If you are a middle-class white teacher teaching in a middle-class white neighbourhood, you are likely to have a great time. If you have a couple students in your class from an oppressed group, they are likely to have a difficult time.

Everything you do in class, from the examples you use, to the jokes you make, to the things you express approval or disdain over, sends messages about what you value. What you – the teacher, the leader and the adult in the room – value defines what is valued and accepted in the class. Just by being who you are, you set the culture, and you define whose stories get celebrated, and whose are silenced.

How do you bridge the inevitable gap?

You need to work. You need to make a conscious effort to combat all the unconscious things you do every second of the day. You need to do explicit things to show students in smaller tribes that they belong. You must loudly and consistently send the message that their cultures and their experiences are valued here too. Representation matters.
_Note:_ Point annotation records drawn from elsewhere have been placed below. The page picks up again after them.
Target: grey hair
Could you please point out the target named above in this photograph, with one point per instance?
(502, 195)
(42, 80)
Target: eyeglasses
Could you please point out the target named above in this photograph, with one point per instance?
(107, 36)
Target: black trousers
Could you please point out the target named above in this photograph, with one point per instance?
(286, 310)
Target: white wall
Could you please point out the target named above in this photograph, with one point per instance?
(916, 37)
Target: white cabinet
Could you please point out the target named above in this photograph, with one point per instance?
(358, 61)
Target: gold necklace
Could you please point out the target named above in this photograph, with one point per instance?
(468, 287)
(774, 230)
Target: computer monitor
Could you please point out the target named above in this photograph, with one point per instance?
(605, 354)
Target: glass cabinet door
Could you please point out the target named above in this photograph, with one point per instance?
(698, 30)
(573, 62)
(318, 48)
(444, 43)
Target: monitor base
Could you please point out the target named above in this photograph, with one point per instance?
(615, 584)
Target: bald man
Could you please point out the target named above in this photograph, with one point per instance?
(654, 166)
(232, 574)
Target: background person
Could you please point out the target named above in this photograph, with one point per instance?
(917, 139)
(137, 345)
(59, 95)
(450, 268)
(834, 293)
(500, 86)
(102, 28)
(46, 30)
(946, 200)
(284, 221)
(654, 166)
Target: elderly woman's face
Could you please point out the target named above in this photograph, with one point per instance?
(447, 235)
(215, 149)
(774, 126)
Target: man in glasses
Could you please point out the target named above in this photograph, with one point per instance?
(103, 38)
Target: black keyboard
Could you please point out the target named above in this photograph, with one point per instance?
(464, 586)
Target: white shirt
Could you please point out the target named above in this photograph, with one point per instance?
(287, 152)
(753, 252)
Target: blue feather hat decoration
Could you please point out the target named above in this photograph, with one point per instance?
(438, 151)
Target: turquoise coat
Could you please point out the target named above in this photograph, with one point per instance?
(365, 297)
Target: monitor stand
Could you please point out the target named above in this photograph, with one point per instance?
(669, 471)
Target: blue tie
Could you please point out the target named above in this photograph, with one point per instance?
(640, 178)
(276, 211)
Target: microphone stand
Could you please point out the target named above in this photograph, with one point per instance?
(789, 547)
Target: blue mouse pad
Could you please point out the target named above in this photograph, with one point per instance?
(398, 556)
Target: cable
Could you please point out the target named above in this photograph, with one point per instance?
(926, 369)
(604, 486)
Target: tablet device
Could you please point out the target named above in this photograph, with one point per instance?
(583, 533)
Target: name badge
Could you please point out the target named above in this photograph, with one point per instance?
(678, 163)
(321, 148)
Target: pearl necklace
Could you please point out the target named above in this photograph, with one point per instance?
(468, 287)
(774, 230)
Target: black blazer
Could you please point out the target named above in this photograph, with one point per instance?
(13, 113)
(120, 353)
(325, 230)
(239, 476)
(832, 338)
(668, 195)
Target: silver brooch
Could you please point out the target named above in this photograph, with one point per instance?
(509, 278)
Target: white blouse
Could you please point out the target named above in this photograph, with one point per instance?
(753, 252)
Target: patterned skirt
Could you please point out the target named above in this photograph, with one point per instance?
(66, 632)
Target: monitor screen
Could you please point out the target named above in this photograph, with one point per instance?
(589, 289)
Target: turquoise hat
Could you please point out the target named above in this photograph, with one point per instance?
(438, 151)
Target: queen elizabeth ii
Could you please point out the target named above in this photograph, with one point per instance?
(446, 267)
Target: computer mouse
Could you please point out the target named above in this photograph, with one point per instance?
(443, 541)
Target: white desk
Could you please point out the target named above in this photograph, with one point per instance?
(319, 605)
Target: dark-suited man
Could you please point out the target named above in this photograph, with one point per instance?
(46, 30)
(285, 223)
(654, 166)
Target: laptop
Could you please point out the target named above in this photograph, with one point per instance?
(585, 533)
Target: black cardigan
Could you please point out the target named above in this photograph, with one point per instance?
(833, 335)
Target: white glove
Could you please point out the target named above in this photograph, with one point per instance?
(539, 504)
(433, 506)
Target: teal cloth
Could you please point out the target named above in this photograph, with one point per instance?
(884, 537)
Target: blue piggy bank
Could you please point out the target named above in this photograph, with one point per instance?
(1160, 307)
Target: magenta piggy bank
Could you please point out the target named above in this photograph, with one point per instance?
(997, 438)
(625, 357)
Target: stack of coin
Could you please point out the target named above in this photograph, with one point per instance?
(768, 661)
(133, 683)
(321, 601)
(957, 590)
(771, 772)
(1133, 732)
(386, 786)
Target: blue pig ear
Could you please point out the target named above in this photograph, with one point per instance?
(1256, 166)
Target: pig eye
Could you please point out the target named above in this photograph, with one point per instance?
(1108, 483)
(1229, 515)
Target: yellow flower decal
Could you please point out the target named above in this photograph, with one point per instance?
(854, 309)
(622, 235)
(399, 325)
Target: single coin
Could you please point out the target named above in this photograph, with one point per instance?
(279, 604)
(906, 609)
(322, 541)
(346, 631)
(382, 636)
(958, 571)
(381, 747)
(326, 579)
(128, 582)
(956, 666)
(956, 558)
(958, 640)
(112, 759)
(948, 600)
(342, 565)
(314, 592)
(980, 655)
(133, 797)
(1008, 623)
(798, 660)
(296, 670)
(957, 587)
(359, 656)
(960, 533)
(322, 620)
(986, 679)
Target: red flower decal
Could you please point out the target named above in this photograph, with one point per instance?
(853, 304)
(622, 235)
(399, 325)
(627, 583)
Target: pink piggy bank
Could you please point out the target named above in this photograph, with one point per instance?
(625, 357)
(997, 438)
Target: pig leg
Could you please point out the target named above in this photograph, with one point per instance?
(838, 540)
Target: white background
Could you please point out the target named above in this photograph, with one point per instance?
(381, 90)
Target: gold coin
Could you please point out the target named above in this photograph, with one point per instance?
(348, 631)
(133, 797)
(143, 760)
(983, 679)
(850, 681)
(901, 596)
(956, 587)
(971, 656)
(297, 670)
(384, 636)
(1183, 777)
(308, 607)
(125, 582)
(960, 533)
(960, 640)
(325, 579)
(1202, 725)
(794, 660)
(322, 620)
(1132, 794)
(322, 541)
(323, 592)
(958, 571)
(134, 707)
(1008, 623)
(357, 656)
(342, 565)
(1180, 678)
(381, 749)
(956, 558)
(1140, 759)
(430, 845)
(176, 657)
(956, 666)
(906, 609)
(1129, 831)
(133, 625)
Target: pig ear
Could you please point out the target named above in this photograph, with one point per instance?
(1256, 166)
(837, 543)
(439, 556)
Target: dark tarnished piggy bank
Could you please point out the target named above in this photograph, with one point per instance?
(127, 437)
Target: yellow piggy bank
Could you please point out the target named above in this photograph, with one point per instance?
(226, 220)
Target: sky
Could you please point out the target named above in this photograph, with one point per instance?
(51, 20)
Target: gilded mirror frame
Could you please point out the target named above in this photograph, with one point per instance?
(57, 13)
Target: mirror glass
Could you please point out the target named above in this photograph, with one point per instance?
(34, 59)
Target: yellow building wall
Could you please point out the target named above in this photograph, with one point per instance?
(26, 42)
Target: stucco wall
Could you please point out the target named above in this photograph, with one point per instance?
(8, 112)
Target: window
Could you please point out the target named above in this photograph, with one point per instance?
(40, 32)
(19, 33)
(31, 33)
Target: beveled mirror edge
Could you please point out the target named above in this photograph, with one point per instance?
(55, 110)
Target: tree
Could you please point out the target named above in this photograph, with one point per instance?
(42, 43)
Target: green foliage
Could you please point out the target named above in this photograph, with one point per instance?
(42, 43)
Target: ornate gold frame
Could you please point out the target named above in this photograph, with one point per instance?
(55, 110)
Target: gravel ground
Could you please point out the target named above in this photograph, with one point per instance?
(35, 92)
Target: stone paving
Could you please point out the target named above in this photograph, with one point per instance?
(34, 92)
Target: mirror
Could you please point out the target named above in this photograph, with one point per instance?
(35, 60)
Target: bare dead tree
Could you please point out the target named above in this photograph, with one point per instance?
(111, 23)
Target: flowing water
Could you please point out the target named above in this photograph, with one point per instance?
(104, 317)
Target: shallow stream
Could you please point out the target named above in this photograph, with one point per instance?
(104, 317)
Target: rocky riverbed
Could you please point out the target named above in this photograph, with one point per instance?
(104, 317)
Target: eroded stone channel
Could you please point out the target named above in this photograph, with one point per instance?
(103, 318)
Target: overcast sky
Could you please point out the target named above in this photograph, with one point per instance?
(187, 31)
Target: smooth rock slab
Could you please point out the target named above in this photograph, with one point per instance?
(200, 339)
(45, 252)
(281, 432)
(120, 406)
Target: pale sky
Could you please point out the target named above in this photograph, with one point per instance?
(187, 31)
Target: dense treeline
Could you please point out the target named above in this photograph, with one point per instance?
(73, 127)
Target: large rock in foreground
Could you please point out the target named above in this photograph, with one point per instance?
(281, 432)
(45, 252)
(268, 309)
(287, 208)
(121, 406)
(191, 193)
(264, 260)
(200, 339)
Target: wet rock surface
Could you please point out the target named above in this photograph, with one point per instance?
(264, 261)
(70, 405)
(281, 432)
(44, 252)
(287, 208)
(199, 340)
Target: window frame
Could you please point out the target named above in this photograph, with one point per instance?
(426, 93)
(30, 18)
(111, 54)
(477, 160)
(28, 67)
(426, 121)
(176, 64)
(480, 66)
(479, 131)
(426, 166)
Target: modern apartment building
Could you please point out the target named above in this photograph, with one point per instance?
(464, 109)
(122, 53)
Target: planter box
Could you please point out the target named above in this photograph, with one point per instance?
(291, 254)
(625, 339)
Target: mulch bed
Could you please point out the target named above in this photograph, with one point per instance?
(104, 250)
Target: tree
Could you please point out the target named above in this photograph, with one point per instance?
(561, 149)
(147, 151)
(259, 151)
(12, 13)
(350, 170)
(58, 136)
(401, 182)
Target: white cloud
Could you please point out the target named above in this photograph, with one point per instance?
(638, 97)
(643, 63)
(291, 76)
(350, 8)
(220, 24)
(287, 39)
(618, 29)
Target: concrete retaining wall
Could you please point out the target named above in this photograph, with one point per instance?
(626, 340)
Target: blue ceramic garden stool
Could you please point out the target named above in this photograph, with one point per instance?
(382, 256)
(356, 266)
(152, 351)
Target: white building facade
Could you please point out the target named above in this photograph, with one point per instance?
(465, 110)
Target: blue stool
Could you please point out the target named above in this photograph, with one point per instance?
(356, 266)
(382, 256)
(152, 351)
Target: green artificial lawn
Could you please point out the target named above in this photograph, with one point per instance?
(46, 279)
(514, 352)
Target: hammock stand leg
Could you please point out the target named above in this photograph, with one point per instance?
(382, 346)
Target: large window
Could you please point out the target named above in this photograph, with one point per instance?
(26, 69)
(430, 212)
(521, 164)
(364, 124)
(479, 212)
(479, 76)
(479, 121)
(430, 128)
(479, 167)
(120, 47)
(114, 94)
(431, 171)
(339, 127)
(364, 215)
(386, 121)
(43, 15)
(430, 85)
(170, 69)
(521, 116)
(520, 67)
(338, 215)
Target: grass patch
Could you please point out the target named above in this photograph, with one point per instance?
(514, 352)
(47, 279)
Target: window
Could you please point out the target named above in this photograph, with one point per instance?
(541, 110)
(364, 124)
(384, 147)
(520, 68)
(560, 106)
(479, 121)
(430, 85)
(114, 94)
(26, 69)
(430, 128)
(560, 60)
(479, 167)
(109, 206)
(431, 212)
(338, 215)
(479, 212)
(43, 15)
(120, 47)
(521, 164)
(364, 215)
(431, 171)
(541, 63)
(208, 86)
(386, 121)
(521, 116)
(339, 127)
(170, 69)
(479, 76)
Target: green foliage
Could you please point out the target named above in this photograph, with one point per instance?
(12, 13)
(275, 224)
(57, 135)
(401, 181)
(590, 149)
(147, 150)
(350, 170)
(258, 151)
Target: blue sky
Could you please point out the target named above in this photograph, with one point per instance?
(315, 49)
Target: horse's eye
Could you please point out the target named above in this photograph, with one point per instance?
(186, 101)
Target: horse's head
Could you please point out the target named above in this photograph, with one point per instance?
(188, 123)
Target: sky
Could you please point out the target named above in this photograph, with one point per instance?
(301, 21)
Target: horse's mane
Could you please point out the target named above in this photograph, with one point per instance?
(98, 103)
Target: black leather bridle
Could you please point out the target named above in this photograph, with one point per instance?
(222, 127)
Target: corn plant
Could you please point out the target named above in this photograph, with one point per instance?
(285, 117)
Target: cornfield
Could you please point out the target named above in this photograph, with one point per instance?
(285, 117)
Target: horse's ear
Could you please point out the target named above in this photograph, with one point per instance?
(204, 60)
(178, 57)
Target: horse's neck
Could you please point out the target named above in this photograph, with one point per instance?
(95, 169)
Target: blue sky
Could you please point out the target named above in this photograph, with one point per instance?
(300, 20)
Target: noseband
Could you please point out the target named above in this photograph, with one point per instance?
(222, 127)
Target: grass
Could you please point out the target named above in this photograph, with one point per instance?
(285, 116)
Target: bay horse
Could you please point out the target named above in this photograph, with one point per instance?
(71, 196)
Be like Justin Trudeau! Show students that you are one of them, or at least that you accept and value their lived experiences. Some ways to bring more representation into your classroom are:

  • Actually attend community events and share photos, just like a politician would
  • Hang pictures of role models from underrepresented tribes
  • Share stories and use examples of knowledge from their tribes
  • Give your students the platform to speak and educate their peers

This is how we build acceptance. This is how we combat ignorance. This is how we repay the achievement debt.